Now I’ve got some questions for you all regarding my savings.

First, to give you some background, when I first started blogging here (back in March 2014), I had slashed my savings way down to $190/month. Then, slowly, across the course of the past 9 months my savings have crept back up. I realized my semi-annual savings were too low (I’d forgotten about some of my semi-annual payments, and I added a new one – our renter’s insurance); I also increased the amount saved toward several categories (car maintenance, dental/vision, vet care) in response to the fact that we have upcoming needs in these areas and I felt it would be prudent to plan for those in advance rather than being surprised by the big bills when they pop up.

So what started as only $190 in monthly savings has slowly crept up to $495 in monthly savings.

On the whole, I feel good about my savings categories. I feel like this is money we will certainly need for expenses in the future and instead of not having a plan for how to pay for them, we’ll have money already set aside.

That being said, this is a very lean month. December will probably be quite lean as well. Plus, I have some potentially large expenses coming up. I’ll need to have money set aside to buy a couple nice interview outfits and some travel expenses for the month of December.
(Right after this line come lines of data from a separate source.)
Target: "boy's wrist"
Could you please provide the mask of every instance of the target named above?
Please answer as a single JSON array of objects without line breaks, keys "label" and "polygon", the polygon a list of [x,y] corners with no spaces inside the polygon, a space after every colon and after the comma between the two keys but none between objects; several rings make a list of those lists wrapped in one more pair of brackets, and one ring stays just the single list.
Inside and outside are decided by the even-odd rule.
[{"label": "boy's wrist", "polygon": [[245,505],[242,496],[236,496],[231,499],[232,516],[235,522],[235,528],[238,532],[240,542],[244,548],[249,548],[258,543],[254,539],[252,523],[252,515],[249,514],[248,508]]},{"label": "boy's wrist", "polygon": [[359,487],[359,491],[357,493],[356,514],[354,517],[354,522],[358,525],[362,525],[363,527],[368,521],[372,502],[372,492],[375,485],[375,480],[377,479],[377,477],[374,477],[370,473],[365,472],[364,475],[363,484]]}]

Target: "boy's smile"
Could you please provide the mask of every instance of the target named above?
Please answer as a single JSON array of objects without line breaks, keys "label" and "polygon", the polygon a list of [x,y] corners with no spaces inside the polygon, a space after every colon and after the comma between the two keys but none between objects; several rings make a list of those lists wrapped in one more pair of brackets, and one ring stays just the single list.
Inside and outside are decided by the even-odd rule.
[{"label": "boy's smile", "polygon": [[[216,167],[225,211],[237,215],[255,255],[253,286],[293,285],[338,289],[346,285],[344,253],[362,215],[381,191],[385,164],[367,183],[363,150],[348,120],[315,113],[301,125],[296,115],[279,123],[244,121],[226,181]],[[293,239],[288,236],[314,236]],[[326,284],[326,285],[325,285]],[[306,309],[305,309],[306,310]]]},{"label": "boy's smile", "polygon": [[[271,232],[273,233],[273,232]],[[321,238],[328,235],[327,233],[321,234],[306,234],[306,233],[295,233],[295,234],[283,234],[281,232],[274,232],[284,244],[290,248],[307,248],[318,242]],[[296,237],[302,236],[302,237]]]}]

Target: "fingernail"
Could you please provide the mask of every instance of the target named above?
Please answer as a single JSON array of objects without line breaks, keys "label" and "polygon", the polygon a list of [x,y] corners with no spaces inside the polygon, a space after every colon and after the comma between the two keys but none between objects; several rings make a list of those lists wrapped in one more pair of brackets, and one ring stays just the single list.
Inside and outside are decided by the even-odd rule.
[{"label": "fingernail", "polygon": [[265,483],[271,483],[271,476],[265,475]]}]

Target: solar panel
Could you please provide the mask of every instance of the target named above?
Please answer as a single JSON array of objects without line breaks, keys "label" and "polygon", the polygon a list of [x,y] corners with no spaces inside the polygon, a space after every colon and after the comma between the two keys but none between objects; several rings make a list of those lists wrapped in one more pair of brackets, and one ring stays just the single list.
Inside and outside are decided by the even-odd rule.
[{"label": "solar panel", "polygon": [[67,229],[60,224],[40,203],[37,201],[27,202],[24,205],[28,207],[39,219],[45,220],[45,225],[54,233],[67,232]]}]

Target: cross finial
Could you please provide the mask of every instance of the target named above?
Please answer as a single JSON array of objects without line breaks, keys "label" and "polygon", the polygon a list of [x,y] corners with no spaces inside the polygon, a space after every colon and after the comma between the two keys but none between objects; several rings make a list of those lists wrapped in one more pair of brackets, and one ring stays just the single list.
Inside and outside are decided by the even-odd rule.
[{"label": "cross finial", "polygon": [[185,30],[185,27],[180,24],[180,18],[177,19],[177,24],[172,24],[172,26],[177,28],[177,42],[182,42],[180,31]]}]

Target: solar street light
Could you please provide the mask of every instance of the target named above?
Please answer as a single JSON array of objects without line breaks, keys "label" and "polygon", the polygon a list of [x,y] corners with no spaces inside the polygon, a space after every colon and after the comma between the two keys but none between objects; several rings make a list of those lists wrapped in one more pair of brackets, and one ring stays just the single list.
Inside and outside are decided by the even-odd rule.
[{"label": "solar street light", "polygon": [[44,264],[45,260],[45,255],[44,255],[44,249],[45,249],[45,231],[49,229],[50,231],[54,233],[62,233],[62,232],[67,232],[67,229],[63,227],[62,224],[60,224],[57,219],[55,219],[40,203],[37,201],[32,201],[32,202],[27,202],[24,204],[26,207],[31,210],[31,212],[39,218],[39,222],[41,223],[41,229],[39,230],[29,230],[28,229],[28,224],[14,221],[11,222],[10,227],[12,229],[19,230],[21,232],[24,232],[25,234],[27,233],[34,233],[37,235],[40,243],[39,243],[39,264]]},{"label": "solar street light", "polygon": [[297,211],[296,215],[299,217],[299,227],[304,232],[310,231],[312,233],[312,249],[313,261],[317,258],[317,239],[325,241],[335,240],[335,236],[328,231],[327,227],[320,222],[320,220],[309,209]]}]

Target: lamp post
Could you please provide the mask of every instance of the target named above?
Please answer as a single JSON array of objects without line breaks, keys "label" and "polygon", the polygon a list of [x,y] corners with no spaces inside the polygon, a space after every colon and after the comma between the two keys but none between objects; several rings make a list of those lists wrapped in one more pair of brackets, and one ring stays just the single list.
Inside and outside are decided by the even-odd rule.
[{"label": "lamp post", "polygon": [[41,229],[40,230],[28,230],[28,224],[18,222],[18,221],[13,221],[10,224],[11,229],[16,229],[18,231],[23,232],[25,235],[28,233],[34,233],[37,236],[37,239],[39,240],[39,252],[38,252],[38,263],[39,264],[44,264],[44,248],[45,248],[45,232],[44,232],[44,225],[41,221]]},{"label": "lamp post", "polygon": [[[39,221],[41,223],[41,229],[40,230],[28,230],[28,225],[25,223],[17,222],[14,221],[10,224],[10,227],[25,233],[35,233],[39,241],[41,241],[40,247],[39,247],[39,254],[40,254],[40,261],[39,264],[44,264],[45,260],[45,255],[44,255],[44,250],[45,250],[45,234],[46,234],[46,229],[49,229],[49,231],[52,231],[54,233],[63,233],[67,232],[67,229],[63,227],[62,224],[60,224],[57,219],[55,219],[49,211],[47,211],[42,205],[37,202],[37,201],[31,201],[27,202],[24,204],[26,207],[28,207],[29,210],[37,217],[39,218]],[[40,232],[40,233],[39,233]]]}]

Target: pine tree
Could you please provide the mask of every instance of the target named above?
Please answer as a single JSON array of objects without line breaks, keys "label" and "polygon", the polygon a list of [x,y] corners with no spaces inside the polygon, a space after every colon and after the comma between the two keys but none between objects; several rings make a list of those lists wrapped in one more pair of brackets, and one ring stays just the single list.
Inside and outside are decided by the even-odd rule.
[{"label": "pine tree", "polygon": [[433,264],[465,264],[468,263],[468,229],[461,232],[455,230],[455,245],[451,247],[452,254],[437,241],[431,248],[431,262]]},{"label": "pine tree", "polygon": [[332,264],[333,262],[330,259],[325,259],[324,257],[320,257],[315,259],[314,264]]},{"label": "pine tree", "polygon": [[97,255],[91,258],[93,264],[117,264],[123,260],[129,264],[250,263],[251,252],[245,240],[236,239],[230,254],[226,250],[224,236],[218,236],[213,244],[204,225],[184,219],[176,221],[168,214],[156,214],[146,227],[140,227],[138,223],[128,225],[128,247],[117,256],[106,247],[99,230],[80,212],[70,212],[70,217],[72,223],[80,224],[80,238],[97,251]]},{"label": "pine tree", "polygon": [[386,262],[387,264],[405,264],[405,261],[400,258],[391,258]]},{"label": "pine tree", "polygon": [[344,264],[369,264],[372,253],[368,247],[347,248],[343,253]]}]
With all of this being said, what do you all think about me setting aside my “savings” money for these other purposes? I could split it roughly in half, putting $250 toward planned December travel expenses (which should cover about half the total expenses – see here), and $245 toward funds to-be-used on a nice interview outfit or two (I have to admit I have NO IDEA how much I’ll need for my interview clothes).

For reference sake, here’s how I currently have my savings categorized:

  • Semi-Annual Bills = $100
  • Car Maintenance = $100
  • Dental/Vision/Health = $125
  • Travel/Christmas = $25
  • 3-6 Months Expenses = $25
  • Dog/Vet Care = $10
  • Girls’ Birthday Savings = $10
  • Roth IRA = $100

I know it’s a slippery slope to stop contributing to these savings permanently (i.e., I KNOW the semi-annual bills are going to happen, so it’s unwise not to prepare for them), but do you think it would be prudent to stop the contributions for a single month so I can use this money toward these other things (i.e., interview clothes and travel expenses)? If not, from where should I draw this money? Contribute less toward debt payments? Try to sell more things? Something else?

I appreciate any and all tips or suggestions. Thanks!